I'm not exceptionally great at it - I have a decent sense of 'oh fuck this is totally burning' and 'well it looks like that's about done' and 'these would taste pretty okay together.' Once you start throwing around braising and basting and stuffing and fluctuating temperatures, it gets a little too hairy for me.
So I underwent a small challenge when composing the, ahem, high-class menu for my girlfriend's birthday this past weekend. I knew I had to deal with both vegetarian and decidedly non-vegetarian people, so I had to make two entrees - and in fairly large quantities.
Here's what I ended up making:
* roast potatoes
* arugula salad with peaches and blackberries
* vietnamese dipping sauce with steak and romaine
* corn tomato and basil chowder - nytimes link
* baked apples
Some of these were thoroughly stolen. I was planning on doing something more ambitious with the apples, but I didn't end up having time.
The one that is thoroughly my own is the Vietnamese dipping sauce. At least, I think that's its national origin. Here's my take on it:
1/3 cup fish sauce
1/2 cup lemon juice
4-5 large garlic cloves
3 tablespoons sugar
6 hot peppers (your choice of variety - I use chilies, they are rad)
1 head of romaine lettuce
1 1/2 pounds of steak (I usually use sirloin)
1 1/2 cups of rice
Conjure yourself a fair-sized dipping bowl. Pour the fish sauce, lemon juice, and sugar in. Mix thoroughly - taste and make sure you've got some acceptable combination of sour, sweet, and salty going on. Mince the garlic and the peppers and add them to the mix. Make sure that you're not adding too many peppers - that can make this sauce somewhat of a masochistic food otherwise.

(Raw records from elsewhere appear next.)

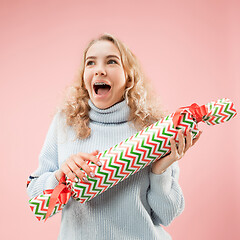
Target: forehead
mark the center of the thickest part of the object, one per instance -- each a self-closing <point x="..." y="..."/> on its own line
<point x="102" y="48"/>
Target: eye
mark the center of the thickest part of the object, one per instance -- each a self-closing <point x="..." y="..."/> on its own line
<point x="90" y="63"/>
<point x="111" y="60"/>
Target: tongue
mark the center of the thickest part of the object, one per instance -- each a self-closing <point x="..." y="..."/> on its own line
<point x="102" y="91"/>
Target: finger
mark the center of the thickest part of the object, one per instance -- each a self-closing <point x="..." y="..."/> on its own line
<point x="77" y="171"/>
<point x="68" y="172"/>
<point x="181" y="145"/>
<point x="79" y="163"/>
<point x="90" y="157"/>
<point x="189" y="140"/>
<point x="95" y="152"/>
<point x="197" y="138"/>
<point x="174" y="152"/>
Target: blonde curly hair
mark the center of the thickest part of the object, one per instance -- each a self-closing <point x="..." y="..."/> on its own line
<point x="144" y="107"/>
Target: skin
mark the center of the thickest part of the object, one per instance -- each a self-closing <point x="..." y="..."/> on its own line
<point x="99" y="67"/>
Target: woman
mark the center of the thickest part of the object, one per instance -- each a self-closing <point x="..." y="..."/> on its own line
<point x="110" y="102"/>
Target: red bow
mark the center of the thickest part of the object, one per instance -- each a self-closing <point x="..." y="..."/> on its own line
<point x="60" y="194"/>
<point x="196" y="111"/>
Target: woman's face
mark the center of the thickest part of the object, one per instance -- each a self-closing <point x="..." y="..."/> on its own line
<point x="104" y="76"/>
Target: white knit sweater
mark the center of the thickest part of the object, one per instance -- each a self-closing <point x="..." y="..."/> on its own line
<point x="133" y="209"/>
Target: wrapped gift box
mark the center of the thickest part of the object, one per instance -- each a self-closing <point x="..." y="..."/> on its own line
<point x="138" y="151"/>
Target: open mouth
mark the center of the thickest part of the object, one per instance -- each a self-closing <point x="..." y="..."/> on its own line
<point x="101" y="88"/>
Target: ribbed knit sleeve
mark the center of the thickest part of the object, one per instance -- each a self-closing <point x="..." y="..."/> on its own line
<point x="44" y="177"/>
<point x="165" y="196"/>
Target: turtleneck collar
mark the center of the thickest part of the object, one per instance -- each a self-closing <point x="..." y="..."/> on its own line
<point x="118" y="113"/>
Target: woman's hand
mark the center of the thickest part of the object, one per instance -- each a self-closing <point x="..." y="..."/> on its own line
<point x="71" y="167"/>
<point x="177" y="153"/>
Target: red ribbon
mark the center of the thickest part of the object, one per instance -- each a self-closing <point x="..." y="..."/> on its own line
<point x="60" y="194"/>
<point x="196" y="111"/>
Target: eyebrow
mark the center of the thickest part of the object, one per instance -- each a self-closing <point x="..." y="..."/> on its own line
<point x="108" y="56"/>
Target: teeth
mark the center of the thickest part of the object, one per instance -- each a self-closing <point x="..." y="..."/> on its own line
<point x="98" y="83"/>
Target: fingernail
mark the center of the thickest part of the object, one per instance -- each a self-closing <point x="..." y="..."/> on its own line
<point x="85" y="179"/>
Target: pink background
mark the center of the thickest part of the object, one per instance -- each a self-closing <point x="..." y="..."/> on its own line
<point x="190" y="50"/>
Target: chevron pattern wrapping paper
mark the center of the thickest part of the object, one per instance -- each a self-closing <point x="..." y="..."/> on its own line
<point x="138" y="151"/>
<point x="39" y="205"/>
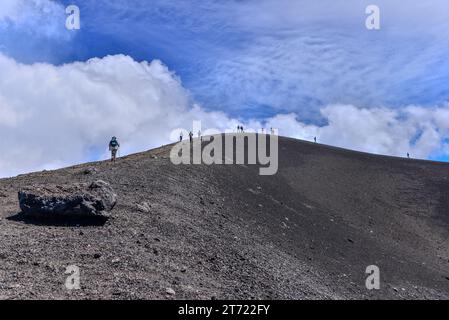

Cube the steak and grill it - I usually leave it somewhat rare.
Cook the rice.
De...frock? the lettuce, leaving the leaves intact.
Procure yourself a plate for the steak, a bowl for the rice, and a plate for the lettuce leaves. Wrap steak and rice in lettuce, dip in sauce, eat, repeat. This is probably proportions for 2-3 people.
It's super-awesome, I promise. It's also relatively fast - the longest thing is going to be cooking the rice.